Self-terminating implies that comparisons stop abruptly as soon as the target is found, and then the response is generated. Evidence for this method is found in reaction time studies. If the reaction time slope for a positive trial (where the target was present in the memory set) is about half of the slope for a negative trial (where the target was not present in the memory set), this demonstrates self-terminating processing. This is because on average, participants (on positive trials) will stop comparisons about halfway through when they find the target match, but participants (on negative trials) must compare until the end when no target match is found.

Exhaustive Processing

On the other hand, exhaustive implies that comparisons continue until the entire set is compared and then a response is generated. Evidence for this method is also found in reaction time studies.
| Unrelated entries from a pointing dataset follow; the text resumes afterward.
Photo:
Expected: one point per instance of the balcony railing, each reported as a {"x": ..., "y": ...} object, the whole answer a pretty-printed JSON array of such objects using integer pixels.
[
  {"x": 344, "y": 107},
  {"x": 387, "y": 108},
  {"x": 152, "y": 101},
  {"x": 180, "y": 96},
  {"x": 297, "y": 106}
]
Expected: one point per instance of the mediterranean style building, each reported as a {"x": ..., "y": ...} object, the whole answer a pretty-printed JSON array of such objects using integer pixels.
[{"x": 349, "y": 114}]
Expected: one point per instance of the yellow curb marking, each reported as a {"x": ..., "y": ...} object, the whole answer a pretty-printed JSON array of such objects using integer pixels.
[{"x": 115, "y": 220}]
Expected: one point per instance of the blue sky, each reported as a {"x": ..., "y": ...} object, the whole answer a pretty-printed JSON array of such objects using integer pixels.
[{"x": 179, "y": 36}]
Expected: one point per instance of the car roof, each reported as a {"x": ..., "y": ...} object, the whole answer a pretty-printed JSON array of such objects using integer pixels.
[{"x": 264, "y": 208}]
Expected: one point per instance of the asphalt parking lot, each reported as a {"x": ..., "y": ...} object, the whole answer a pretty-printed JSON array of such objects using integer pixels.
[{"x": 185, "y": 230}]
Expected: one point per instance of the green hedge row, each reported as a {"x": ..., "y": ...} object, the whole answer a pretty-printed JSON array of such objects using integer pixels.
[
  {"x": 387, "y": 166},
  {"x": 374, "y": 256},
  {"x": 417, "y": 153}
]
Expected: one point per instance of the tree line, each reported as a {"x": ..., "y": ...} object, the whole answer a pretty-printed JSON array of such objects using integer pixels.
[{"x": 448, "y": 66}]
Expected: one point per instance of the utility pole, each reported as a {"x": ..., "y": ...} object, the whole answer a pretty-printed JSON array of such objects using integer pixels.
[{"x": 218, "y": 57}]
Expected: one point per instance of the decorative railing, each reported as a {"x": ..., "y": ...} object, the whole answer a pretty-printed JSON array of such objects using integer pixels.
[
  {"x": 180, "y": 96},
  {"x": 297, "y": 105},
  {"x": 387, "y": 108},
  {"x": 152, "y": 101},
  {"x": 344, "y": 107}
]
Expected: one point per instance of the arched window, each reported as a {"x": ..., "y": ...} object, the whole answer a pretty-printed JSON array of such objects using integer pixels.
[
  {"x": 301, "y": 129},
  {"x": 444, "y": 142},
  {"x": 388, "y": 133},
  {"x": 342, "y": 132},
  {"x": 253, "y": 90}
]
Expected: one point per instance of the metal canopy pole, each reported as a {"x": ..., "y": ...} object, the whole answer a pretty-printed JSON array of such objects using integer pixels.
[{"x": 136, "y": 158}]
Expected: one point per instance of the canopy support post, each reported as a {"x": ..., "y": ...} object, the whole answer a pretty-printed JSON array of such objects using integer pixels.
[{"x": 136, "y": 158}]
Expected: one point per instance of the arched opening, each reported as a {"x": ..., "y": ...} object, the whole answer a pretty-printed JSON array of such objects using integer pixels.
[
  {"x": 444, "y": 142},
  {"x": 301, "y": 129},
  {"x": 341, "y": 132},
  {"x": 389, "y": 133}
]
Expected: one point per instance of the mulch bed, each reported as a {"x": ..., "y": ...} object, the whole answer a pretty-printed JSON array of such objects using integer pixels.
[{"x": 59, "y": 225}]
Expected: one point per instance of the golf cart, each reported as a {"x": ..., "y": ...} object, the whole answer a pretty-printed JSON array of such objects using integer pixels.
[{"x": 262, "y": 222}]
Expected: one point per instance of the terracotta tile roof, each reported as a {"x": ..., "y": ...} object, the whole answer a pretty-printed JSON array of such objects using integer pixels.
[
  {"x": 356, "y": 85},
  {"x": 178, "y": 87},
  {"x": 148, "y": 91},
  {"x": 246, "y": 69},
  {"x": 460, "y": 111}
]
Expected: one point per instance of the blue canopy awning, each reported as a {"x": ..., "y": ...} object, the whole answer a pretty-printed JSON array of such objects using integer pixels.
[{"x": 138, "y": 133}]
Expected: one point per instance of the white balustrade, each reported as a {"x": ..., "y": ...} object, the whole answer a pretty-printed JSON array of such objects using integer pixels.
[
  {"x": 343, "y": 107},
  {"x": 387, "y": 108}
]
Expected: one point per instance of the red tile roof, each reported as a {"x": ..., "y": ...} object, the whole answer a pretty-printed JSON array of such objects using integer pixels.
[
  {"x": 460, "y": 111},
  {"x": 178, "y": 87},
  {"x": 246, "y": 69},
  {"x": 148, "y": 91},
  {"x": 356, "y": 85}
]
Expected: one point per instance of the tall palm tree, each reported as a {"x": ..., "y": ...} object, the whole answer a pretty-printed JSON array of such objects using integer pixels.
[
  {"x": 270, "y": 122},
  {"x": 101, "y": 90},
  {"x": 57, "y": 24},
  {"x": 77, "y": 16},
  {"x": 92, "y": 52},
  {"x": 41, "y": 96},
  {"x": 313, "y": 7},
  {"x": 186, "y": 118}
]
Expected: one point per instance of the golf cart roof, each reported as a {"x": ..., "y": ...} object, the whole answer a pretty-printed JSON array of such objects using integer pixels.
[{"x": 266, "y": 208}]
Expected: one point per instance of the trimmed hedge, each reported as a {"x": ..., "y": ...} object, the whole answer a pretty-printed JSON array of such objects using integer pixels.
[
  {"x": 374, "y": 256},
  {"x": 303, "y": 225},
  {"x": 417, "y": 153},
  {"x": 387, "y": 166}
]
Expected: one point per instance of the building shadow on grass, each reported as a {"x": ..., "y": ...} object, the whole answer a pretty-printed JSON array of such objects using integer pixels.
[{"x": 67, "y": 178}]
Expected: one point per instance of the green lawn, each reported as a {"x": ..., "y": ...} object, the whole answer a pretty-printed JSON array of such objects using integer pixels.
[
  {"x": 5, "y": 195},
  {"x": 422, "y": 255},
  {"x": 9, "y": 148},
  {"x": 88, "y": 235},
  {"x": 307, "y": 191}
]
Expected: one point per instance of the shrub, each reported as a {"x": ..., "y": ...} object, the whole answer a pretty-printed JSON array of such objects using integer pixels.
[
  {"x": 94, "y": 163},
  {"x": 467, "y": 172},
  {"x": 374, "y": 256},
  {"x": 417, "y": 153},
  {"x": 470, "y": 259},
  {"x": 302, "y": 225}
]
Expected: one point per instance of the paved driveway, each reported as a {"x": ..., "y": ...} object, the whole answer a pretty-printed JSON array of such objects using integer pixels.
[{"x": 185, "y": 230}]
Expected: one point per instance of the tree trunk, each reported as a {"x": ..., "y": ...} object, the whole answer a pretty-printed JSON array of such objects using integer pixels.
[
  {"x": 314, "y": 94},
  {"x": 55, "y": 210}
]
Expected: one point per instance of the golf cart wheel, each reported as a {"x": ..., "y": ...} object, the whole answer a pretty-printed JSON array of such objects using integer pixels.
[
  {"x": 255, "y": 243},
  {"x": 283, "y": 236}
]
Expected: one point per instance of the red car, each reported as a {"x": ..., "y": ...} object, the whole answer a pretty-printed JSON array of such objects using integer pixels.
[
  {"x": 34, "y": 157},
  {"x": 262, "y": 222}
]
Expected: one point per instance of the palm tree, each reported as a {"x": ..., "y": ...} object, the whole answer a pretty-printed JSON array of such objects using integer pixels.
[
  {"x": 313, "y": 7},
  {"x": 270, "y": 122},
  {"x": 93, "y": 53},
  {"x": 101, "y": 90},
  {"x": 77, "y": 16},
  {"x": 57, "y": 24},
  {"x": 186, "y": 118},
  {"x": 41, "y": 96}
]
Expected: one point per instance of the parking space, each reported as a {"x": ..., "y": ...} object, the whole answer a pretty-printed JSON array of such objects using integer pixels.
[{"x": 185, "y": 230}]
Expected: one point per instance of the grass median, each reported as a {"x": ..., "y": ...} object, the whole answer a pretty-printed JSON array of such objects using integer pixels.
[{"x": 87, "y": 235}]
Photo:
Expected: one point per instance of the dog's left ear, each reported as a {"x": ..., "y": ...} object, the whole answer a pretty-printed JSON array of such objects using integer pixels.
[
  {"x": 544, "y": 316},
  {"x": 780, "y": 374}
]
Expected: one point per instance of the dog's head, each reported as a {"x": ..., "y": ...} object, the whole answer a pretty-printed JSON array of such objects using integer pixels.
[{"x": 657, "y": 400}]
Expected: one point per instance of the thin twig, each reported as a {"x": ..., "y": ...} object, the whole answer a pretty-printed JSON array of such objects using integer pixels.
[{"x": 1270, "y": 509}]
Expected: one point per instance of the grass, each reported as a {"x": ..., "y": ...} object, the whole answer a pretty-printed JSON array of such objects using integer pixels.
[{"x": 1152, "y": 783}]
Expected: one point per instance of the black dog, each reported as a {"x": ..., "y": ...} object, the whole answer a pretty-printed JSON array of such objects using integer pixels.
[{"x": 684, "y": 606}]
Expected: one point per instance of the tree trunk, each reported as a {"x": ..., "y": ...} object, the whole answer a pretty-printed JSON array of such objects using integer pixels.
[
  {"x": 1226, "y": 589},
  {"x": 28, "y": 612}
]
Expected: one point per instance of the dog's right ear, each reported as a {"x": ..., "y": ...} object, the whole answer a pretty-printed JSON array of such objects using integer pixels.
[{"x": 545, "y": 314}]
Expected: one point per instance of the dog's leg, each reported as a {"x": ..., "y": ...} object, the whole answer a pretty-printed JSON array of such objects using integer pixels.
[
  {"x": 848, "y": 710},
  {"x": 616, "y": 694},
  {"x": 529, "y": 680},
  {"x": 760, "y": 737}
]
In this case, the reaction time slope is equal for both positive and negative trials, as comparisons are made to the end in both cases. Participants may process some serial memory sets using the self-terminating method and others with the exhaustive method. There is no clear distinction about which method is better to use.

Parallel Processing

Parallel processing is the ability to carry out multiple operations or tasks simultaneously. The term is used in the contexts of human cognition, particularly in the ability of the brain to simultaneously process incoming stimuli, and in parallel computing by machines.

In parallel processing, the brain simultaneously processes incoming stimuli of differing quality. This is most important in vision, as the brain divides what it sees into four components: color, motion, shape, and depth. These are individually analyzed and then compared to stored memories, which helps the brain identify what you are viewing. The brain then combines all four components into the field of view that you see and comprehend. This is a continual and seamless operation.